Mining giant Rio Tinto and accounting software vendor Xero are among 2,500 Australian and kiwi companies that have signed up to cloud computing services from US-based Rackspace.com.
Rackspace.com offers three cloud computing services - Cloud Files, a pay-as-you-go, cloud storage product similar to Amazon's S3; Cloud Server, a pay-as-you-go compute on demand service similar to Amazon's EC2, and Cloud Sites, a 'platform as a service' offering similar to Google's App Engine.
Rackspace.com boasts nine data centres globally (including five in the United States and three in Great Britain). The company set up an Asia-Pacific office 12 months ago, headed up by APAC managing director Jim Fagan.
Rackspace has since built its first Asia-Pacific data centre in Hong Kong and signed up a swathe of new customers including WA Business News and DinosaurDeals.com.au.
But Fagan said he is not interested in building a data centre in Australia.
"Not at this point, no," Fagan told iTnews. "We'll consider it as we see market demand for it."
The company is instead making investments in sales and support staff to win Australian customers over to the scale and attractive pricing available from hosting offshore.
Fagan said Rackspace has for many years considered Australia and New Zealand to be "strategic markets", but only brought on its first Australian staff member, sales manager Mark Randall, at the end of February.
"From a support structure, we needed to get somebody on the ground to take care of the customers we have and help them understand the product," he said.
This week the company hired a second Australian sales and support employee, Paul Tuffs, and two more are expected to join the local operation in the first half of 2010.
The bandwidth cost versus latency conundrum
Randall told iTnews that many Australian companies are interested in hosting their sites or accessing their services from data centres located overseas to avoid the high cost of bandwidth in Australia.
But those benefits have to be weighed up against the potential for network latency when accessing a US or Asia-based service from Australia.
He claimed that Rackspace.com has addressed the latency issue via an agreement with content delivery network Limelight Networks, which maintains a point of presence in Sydney.
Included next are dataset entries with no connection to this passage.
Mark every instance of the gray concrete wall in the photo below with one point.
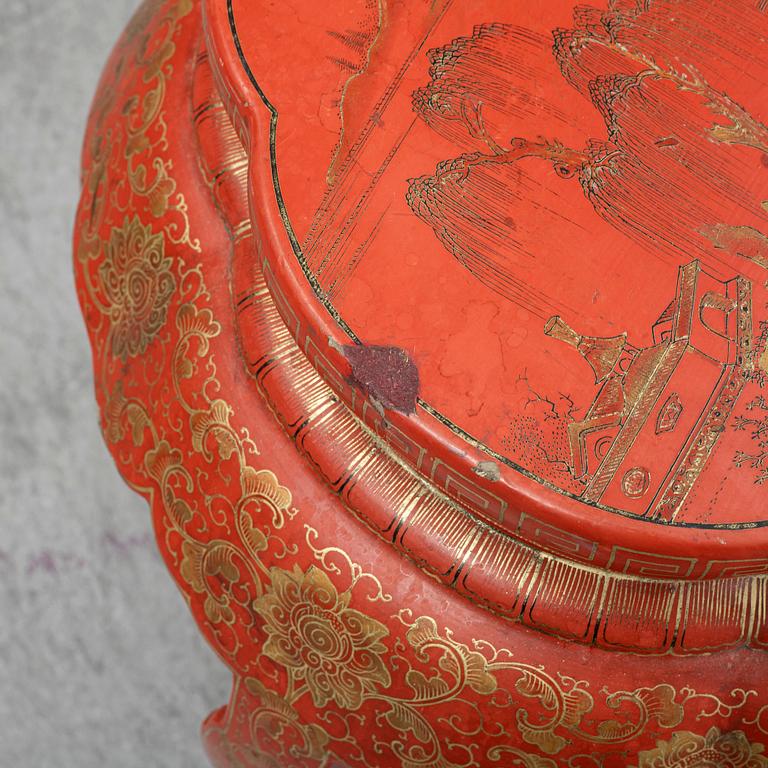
(100, 663)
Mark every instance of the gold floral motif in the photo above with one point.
(138, 283)
(715, 750)
(313, 632)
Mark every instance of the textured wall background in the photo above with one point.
(100, 664)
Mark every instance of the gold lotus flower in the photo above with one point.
(138, 283)
(314, 633)
(715, 750)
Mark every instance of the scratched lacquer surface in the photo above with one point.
(435, 334)
(560, 214)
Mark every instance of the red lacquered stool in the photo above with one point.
(435, 332)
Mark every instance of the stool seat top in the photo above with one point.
(528, 244)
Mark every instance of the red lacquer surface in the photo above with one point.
(435, 335)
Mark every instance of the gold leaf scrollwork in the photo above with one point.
(312, 632)
(138, 284)
(715, 749)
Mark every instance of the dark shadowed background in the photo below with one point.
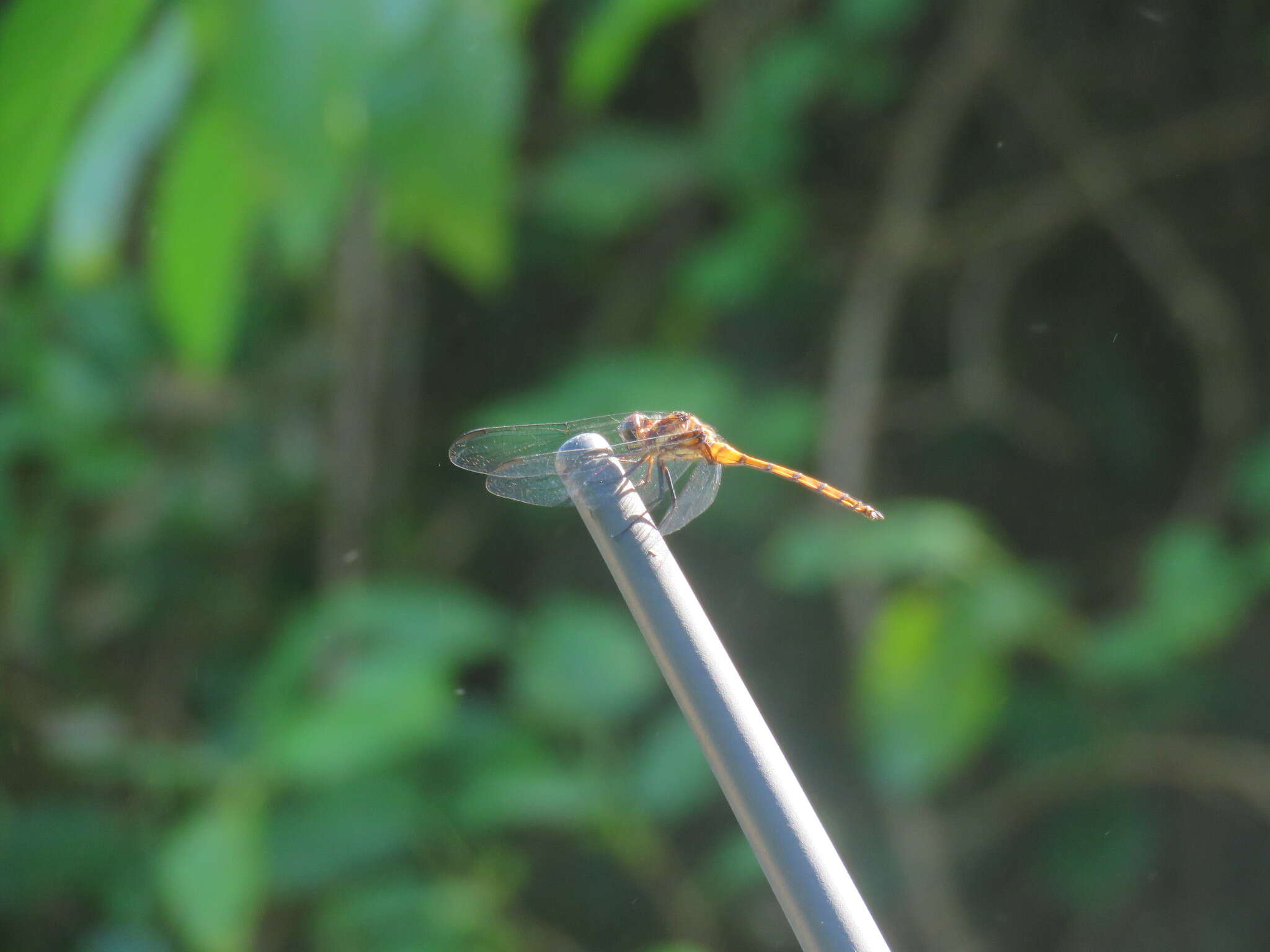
(276, 676)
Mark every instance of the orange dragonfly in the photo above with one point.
(672, 459)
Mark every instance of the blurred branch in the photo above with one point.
(921, 845)
(1009, 215)
(1197, 764)
(1199, 304)
(870, 305)
(360, 353)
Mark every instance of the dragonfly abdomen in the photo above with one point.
(730, 456)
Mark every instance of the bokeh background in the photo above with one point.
(275, 676)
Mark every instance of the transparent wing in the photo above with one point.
(494, 447)
(548, 489)
(654, 485)
(694, 495)
(535, 490)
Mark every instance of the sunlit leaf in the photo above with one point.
(614, 179)
(213, 871)
(203, 218)
(110, 152)
(582, 664)
(610, 40)
(52, 55)
(755, 141)
(445, 118)
(926, 701)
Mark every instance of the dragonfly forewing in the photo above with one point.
(493, 447)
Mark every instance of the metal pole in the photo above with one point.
(818, 896)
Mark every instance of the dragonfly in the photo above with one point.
(673, 460)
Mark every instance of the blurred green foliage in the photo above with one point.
(273, 676)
"From within the control panel of Rackspace.com's Cloud Files product, a customer can switch any given file from private to public - which automatically starts delivering content to the Limelight Content Delivery Network at a cost of US$0.22 per gigabyte," he said.
"Compare the 22c per gigabyte you pay for traffic delivered locally using Cloud Files, to the price of local hosting, where people pay up to 20c per megabyte," Randall said.
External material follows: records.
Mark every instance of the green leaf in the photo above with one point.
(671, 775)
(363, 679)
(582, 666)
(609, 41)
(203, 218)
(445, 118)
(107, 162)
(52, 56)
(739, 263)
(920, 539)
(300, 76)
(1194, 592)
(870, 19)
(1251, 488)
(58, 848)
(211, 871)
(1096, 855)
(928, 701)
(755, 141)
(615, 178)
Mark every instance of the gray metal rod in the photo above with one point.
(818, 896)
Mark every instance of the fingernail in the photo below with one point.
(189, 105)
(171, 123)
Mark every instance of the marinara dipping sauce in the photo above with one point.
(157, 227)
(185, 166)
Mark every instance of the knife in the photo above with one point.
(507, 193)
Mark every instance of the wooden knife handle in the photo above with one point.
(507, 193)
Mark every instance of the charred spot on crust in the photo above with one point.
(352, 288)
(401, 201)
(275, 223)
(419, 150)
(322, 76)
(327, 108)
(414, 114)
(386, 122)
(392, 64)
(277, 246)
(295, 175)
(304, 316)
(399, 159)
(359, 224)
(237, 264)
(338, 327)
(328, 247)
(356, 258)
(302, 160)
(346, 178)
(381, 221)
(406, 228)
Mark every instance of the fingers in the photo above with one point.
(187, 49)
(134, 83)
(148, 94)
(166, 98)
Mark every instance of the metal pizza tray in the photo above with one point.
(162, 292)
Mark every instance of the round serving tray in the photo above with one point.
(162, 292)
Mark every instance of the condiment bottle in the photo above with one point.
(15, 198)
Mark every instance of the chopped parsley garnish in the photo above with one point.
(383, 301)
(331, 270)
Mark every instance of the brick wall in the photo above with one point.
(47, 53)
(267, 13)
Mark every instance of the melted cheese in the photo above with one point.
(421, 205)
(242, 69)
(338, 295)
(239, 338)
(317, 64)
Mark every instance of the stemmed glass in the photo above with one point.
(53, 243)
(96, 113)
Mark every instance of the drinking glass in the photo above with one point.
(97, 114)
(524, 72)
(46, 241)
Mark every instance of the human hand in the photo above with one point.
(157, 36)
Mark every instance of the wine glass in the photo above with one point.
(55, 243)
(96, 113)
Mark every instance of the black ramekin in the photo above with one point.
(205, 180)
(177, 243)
Randall said that typically, Australian customers see response times of 160 milliseconds when connecting to Hong Kong from Australia's eastern capitals, or 230 milliseconds when connecting to Rackspace's main data centre in Texas, United States.
Cloudy mix
Randall said local companies are using Rackspace.com to dip their toes in cloud computing because it offers a "hybrid" model between dedicated hosting and cloud computing.
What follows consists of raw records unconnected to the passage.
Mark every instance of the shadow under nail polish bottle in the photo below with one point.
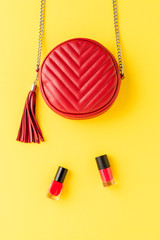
(105, 170)
(56, 186)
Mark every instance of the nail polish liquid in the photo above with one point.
(105, 170)
(56, 186)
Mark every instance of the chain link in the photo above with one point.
(116, 26)
(40, 39)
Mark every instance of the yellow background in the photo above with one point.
(129, 132)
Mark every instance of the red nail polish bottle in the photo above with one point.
(105, 170)
(56, 186)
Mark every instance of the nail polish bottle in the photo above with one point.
(56, 186)
(105, 170)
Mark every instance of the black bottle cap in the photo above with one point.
(60, 175)
(102, 162)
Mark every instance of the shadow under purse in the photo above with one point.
(78, 79)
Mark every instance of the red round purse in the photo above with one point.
(78, 79)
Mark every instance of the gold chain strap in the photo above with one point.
(40, 39)
(118, 44)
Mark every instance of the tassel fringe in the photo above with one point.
(29, 130)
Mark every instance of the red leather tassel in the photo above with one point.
(29, 130)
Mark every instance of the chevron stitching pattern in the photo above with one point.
(78, 77)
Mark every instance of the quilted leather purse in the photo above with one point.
(78, 79)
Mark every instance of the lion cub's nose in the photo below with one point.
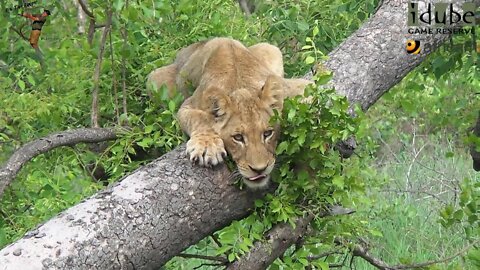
(258, 170)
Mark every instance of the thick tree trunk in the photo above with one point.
(166, 206)
(142, 222)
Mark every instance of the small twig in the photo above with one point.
(435, 196)
(32, 149)
(208, 264)
(96, 75)
(124, 33)
(91, 26)
(114, 81)
(85, 9)
(322, 255)
(203, 257)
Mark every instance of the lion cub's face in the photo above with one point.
(242, 119)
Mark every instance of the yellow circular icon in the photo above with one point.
(413, 46)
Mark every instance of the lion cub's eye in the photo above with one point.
(267, 133)
(238, 137)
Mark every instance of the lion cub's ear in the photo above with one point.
(273, 92)
(217, 102)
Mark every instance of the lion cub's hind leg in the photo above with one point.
(162, 76)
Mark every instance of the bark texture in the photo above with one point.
(167, 205)
(32, 149)
(374, 58)
(143, 221)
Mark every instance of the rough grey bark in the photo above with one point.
(143, 221)
(365, 66)
(373, 59)
(166, 206)
(32, 149)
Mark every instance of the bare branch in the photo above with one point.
(32, 149)
(96, 75)
(114, 81)
(473, 152)
(85, 9)
(279, 239)
(204, 257)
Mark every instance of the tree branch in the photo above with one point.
(166, 206)
(32, 149)
(279, 239)
(204, 257)
(473, 152)
(96, 75)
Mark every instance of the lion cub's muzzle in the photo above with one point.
(256, 177)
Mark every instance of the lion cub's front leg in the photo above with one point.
(205, 145)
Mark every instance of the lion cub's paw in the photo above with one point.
(206, 148)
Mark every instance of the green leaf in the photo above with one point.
(231, 257)
(338, 181)
(223, 249)
(309, 60)
(21, 84)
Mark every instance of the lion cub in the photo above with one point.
(236, 91)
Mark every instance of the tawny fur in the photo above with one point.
(236, 90)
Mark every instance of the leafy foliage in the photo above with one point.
(438, 101)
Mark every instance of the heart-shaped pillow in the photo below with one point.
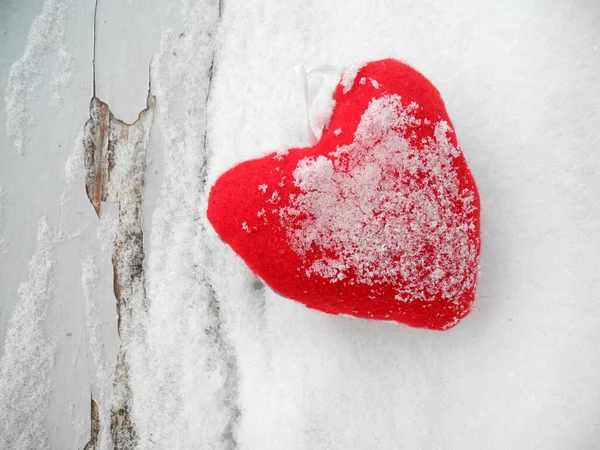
(380, 219)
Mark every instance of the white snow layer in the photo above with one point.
(226, 363)
(28, 355)
(46, 36)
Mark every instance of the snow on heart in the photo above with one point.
(382, 210)
(379, 219)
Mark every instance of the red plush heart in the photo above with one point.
(380, 219)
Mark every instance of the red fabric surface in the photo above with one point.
(264, 244)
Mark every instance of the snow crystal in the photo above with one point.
(103, 373)
(47, 33)
(379, 204)
(29, 352)
(349, 76)
(178, 370)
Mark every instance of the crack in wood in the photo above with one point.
(94, 427)
(115, 163)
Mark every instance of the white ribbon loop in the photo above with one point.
(311, 92)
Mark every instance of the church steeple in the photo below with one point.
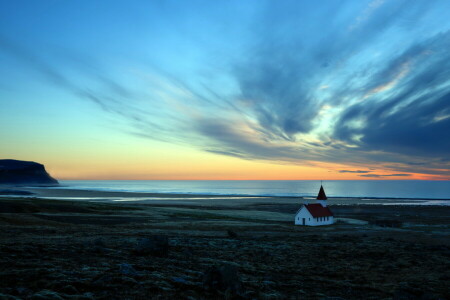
(321, 195)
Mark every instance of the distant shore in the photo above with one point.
(89, 249)
(227, 200)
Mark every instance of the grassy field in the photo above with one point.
(87, 250)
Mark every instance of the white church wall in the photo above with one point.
(310, 220)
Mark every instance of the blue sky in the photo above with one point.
(358, 83)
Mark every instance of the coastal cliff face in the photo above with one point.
(19, 172)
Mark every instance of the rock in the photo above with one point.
(231, 234)
(8, 297)
(157, 245)
(69, 289)
(407, 292)
(46, 295)
(223, 278)
(19, 172)
(127, 270)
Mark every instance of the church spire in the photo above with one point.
(321, 195)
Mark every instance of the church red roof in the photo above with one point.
(317, 210)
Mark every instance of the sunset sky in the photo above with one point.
(227, 89)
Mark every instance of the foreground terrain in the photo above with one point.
(53, 249)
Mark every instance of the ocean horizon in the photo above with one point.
(409, 189)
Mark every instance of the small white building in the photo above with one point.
(315, 214)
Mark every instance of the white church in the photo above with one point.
(315, 214)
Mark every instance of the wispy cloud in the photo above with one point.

With a background as a successful dedicated hosting business, the company's calling card is that "the cloud is for everyone, but not everything."
"We can mix and match. Let's say a customer had a site with consistent usage, but then they had a ticketing application that gets hammered once a month," he said. "We look at the hosting infrastructure and say, this part is prone to bursts and can be deployed in the cloud, this part needs customisation so should remain on a dedicated server."